Type of Document Master's Thesis
Author Smith, Hurtford
URN etd-05072009-125044
Title Improving the Quality of Terrain Measurement
Degree Master of Science
Department Mechanical Engineering
Advisory Committee
Advisor Name Title
Ferris, John B. Committee Chair
Southward, Steve C. Committee Member
Taheri, Saied Committee Member
Keywords
  • extraction
  • terrain surface
  • calibration
  • excitation
  • terrain profile
  • measure
Date of Defense 2009-05-04
Availability unrestricted
Abstract
The emergence of high-fidelity vehicle and tire models has raised the requirements for terrain measurement capabilities. Inaccuracies that were once tolerable for measurement of general terrain roughness are no longer acceptable for these new applications. The techniques in this work seek to improve the quality of terrain measurement in addition to providing an objective way to describe the accuracy of these measurements. The first portion of this work develops an accuracy verification procedure for terrain measurement systems. This procedure involves a static test to assess the limitations of the profiler’s laser height sensor, and a corresponding dynamic test to evaluate the limitations of the positioning sensors. Even with a well calibrated system, inertial errors will accumulate. The second portion of this work develops techniques to address these inertial errors in the data post-processing phase. A general correction technique is developed for any terrain type and a more computationally efficient technique is developed for smooth surfaces.

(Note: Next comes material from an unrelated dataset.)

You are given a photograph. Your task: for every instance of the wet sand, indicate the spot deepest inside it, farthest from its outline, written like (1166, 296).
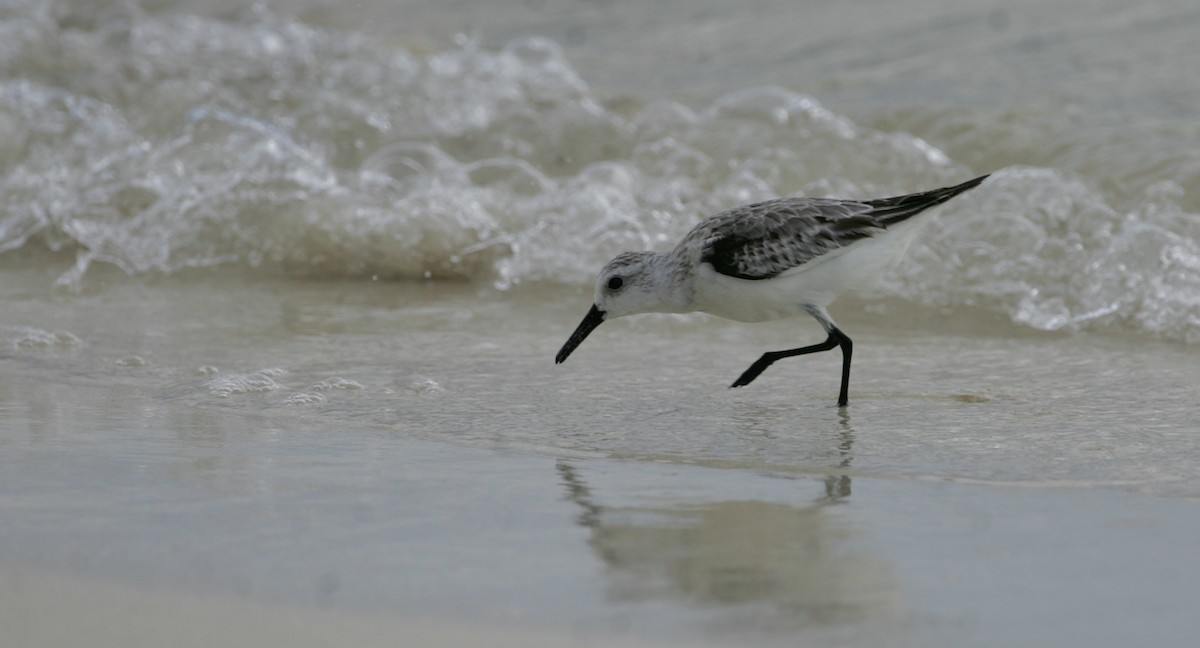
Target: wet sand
(351, 461)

For basic ride and handling simulations, 3D terrain surfaces are computationally impractical, as the models used for these simulations only require point excitation. Current road profilers acquiring these 2D data use single-point lasers that capture localized disturbances that would be mechanically filtered by the tire and suspension in the physical vehicle system. The final chapter in this work develops a method to extract a 2D terrain profile from a 3D terrain surface. By considering all of the information in the tire contact patch, the filtering properties of the tire are approximately emulated.